EUGENE, Ore. — An effort is afoot to unionize 2,000 faculty members at the University of Oregon.
The Register-Guard reports that advocates have started fanning out to ask supporters to sign cards seeking state recognition for a new labor organization. The group United Academics of the University of Oregon began collecting cards from its strongest supporters earlier this month and has since expanded its efforts.
Under the process chosen by union advocates, supporters need to collect signed cards from more than 50 percent of those in the proposed bargaining unit, which would include all full- and part-time instructors. Supporters say it would give professors a greater say in the direction of the university and in how money is spent.

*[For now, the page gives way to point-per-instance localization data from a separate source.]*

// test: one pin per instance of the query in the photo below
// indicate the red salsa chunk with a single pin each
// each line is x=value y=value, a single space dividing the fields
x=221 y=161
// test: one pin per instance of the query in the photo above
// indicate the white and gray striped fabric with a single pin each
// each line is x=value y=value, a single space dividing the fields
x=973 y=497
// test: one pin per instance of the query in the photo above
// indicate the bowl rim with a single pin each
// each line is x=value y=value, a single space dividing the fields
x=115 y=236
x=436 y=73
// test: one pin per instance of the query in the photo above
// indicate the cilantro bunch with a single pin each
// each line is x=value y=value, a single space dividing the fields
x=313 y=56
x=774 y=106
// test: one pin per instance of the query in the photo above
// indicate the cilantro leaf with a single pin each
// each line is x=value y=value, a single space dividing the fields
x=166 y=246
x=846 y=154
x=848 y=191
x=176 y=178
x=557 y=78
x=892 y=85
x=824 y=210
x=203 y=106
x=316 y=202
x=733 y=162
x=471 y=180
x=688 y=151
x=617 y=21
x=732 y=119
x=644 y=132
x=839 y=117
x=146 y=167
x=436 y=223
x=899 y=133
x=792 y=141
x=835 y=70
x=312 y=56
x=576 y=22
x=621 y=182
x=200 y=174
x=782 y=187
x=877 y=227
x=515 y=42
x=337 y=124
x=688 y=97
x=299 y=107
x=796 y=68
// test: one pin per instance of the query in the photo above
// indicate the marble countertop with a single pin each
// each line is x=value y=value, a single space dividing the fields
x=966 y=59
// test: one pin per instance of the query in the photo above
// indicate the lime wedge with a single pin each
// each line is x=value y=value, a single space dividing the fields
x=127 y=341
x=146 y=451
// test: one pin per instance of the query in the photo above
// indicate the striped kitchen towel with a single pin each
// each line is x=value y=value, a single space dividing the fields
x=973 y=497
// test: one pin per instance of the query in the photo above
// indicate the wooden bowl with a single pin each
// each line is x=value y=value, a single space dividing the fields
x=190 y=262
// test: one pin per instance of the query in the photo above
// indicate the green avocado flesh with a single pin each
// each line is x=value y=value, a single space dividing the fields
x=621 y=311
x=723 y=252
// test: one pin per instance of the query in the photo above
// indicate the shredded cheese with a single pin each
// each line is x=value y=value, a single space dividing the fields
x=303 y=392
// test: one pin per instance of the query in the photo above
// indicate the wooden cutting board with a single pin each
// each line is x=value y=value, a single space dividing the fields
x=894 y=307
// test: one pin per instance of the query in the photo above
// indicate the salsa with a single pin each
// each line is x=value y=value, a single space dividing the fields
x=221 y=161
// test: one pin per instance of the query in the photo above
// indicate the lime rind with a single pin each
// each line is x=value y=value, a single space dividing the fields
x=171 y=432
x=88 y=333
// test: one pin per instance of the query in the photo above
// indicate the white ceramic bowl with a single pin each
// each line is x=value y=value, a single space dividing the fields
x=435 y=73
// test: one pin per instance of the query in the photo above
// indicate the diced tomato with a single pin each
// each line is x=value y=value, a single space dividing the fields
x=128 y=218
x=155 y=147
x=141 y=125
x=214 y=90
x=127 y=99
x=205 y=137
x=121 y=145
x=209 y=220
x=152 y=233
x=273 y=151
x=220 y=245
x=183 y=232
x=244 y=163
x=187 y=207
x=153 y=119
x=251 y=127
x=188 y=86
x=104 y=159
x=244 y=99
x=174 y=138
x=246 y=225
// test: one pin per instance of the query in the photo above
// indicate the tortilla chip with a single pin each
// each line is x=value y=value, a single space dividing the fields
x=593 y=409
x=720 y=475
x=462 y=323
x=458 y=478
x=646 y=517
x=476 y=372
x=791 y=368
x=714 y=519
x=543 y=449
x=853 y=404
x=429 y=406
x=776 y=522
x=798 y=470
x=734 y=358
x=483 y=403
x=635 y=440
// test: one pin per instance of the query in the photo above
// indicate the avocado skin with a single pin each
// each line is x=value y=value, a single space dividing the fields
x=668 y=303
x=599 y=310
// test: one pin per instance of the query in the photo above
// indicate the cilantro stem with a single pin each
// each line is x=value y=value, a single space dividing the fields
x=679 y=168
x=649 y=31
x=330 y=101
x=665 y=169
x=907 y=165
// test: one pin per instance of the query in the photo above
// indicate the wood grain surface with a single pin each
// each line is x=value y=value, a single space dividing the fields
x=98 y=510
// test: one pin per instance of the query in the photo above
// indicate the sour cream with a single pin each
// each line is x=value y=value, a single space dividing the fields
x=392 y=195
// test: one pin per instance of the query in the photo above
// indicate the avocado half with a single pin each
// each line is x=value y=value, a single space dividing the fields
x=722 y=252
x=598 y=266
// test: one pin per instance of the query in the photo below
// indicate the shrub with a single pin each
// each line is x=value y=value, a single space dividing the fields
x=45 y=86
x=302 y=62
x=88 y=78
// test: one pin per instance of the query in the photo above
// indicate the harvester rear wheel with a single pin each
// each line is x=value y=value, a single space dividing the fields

“From our angle, this is the democratic process,” said Scott Pratt, a philosophy professor. “We want to make sure that the folks in the bargaining unit have a chance to think about this, and when we reach a point where over half of the members want the bargaining unit, the state gives us the possibility of forming the union.”
The university says it supports the right of workers to organize and has taken no position on the organizing effort.
“We support a worker’s right to organize,” UO spokesman Phil Weiler said. “Our involvement is we just want to make sure we’re providing everybody with factual information so they can make informed decisions, but beyond that we support their right to organize if they think that’s the right thing to do.”
The pro-union cards faculty are being asked to sign are valid for 90 days. Union backers began collecting the cards Jan. 9, which means they have until early March to collect more than 1,000 before the first few begin expiring.
Full-time, tenured faculty sometimes have interests that differ from those of part-time or non-tenure-track instructors, but Deborah Olson, a full-time, non-tenure-track instructor in the College of Education, said the concerns of both groups are well-enough aligned at the University of Oregon to be served by one union.
Among those concerns, she said, are the allocation of resources for the university’s primary mission of teaching and research, class sizes, and the need for more and newer classrooms.
“We have more concerns in common than we have differences,” Olson said. “We both share concerns about the quality of teaching and the quality of research.
“Our working conditions are the students’ learning conditions, and if we have poor working conditions the students have poor learning situations.”
Organizers say the existing system of shared governance, which includes the University of Oregon Senate, doesn’t have the power to negotiate binding agreements with the university or with the state, leaving the final decisions largely in the hands of the university president.